Fractional ideals make the ideals into a group

Ordinary ideals multiply, but they have no inverses — you can't divide. The fix is to enlarge: a [[fractional-ideal|fractional ideal]] of O_K is a nonzero finitely generated O_K-submodule of K, equivalently (1/d)·I for an ordinary ideal I and some d in O_K. In a Dedekind domain every nonzero fractional ideal is invertible: its inverse is { x in K : x·a ⊆ O_K }. So the nonzero fractional ideals form an abelian group J_K under multiplication, with identity O_K.

By unique factorization of ideals, J_K is in fact the free abelian group on the prime ideals: every fractional ideal is a finite product ∏ p^(n_p) with integer exponents n_p (negative exponents allowed). This makes computation in J_K bookkeeping with exponent vectors.

Quotient by the principal ideals: the class group

Inside J_K sit the principal fractional ideals P_K = { (x) : x in K* }, which form a subgroup (since (x)(y) = (xy)).
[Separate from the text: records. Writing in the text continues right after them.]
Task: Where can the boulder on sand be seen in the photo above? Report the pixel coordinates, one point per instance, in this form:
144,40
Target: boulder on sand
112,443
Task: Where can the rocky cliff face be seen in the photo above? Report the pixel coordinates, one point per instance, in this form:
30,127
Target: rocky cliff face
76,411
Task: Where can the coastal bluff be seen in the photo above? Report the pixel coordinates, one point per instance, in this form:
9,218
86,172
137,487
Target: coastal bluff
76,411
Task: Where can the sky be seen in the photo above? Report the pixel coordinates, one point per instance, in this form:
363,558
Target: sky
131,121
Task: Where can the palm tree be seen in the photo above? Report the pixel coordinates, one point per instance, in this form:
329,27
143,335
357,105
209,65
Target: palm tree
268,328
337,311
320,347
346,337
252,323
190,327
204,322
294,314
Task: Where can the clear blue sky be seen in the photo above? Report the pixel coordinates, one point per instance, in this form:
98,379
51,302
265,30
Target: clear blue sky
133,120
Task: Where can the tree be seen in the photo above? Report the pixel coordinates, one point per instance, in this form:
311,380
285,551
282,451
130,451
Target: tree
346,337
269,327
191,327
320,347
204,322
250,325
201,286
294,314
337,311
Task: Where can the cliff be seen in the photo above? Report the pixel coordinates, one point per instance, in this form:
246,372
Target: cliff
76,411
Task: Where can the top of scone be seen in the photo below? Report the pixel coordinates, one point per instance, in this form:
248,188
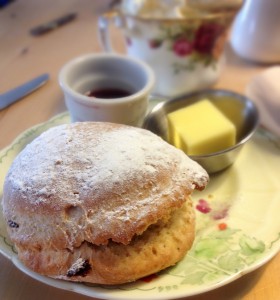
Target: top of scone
96,182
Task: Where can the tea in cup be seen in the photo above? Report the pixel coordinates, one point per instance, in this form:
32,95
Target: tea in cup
182,43
107,87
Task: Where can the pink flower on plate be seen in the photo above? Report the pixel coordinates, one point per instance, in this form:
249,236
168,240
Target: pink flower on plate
155,43
206,37
182,47
128,41
203,206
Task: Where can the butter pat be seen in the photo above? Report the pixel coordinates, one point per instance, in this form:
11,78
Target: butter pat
200,129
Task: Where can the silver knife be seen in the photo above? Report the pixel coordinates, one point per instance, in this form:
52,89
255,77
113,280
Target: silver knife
21,91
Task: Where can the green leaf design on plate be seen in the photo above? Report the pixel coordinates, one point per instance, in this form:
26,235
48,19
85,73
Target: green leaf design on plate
251,246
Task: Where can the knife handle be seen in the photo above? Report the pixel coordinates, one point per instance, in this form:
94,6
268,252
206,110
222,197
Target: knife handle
44,28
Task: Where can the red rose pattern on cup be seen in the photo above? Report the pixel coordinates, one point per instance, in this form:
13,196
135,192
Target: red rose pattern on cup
195,44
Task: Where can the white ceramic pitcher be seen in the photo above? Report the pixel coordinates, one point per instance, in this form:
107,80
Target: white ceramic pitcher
256,31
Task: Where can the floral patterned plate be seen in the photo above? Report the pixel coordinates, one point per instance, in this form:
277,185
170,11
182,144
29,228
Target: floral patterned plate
238,225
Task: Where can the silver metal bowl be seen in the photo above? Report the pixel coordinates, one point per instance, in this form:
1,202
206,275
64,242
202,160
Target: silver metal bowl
239,109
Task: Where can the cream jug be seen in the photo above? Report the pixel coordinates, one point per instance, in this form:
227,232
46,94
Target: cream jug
256,31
The quotient Cl(K) = J_K / P_K is the [[ideal-class-group|ideal class group]]. Two ideals are in the same class iff they differ by multiplication by a principal ideal — i.e. iff a = (x)·b for some x in K. This is a quotient-style construction, but of groups.
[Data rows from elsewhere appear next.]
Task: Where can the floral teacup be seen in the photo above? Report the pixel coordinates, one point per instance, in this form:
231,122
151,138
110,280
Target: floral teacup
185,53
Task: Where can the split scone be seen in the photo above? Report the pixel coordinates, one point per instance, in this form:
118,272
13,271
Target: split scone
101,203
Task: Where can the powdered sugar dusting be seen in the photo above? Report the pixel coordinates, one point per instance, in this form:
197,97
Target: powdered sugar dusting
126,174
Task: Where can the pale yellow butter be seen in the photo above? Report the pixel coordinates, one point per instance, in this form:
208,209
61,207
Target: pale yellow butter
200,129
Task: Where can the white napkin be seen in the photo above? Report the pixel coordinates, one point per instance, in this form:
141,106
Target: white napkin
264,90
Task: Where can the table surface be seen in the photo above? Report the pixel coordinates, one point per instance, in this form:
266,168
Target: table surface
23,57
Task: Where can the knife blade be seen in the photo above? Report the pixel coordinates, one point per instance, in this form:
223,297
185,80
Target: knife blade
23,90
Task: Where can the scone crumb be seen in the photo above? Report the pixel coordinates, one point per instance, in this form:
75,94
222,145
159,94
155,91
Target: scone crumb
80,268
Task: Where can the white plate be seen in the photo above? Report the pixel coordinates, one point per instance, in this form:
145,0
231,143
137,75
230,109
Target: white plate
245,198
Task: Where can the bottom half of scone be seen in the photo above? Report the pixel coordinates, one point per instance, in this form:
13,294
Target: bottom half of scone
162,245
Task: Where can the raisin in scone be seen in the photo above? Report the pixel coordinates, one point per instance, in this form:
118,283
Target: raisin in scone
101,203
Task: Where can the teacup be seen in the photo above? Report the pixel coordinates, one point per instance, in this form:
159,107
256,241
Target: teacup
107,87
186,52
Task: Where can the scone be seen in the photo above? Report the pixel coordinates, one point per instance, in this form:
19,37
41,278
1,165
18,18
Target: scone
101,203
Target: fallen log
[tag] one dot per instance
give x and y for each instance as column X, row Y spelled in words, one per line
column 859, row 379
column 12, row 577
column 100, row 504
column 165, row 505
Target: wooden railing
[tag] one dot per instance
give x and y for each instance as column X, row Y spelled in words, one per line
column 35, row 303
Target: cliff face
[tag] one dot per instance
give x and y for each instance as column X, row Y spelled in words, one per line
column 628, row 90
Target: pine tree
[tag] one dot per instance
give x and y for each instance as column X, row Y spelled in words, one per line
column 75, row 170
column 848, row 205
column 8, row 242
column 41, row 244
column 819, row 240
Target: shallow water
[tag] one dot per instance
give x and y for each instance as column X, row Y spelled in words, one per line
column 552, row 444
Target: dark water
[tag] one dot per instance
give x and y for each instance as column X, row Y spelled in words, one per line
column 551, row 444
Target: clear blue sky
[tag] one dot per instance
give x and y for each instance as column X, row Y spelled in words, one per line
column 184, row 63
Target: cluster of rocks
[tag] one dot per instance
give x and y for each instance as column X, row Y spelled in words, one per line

Finiteness and a worked class-number computation

The deep theorem is that Cl(K) is finite — proved via the Minkowski bound, a geometry-of-numbers estimate guaranteeing every ideal class contains an integral ideal of norm at most M_K. So to find Cl(K) you only factor the finitely many primes p ≤ M_K and track the classes of the prime ideals above them.

1. Compute the Minkowski bound M_K from the discriminant and the number of real/complex embeddings.
2. List all rational primes p ≤ M_K; factor each (p) into prime ideals of O_K.
3. Cl(K) is generated by the classes of these prime ideals; find relations among them by spotting principal ideals (small-norm elements).

K = Q(sqrt(-5)),  O_K = Z[sqrt(-5)],  disc = -20.
Minkowski bound  M_K = (4/pi) * sqrt(20) / 4 ≈ 2.84.
==> only need primes p <= 2,  i.e.  p = 2.

Factor (2):   x^2+5 ≡ x^2+1 ≡ (x+1)^2 (mod 2)
   ==>  (2) = p^2  with  p = (2, 1+sqrt(-5)).

Is p principal?  If p = (a+b sqrt(-5)) then N(p) = 2 = a^2+5b^2,
which has no integer solution.  So p is NON-principal: [p] != 1.
But  p^2 = (2)  is principal, so  [p]^2 = 1  in Cl(K).

Cl(K) is generated by [p] of order 2.
==>  Cl(Q(sqrt(-5))) ≅ Z/2Z,   class number  h_K = 2.

Reading: h_K = 2 != 1 confirms Z[sqrt(-5)] is NOT a UFD,
exactly matching the 6 = 2*3 = (1+s)(1-s) failure.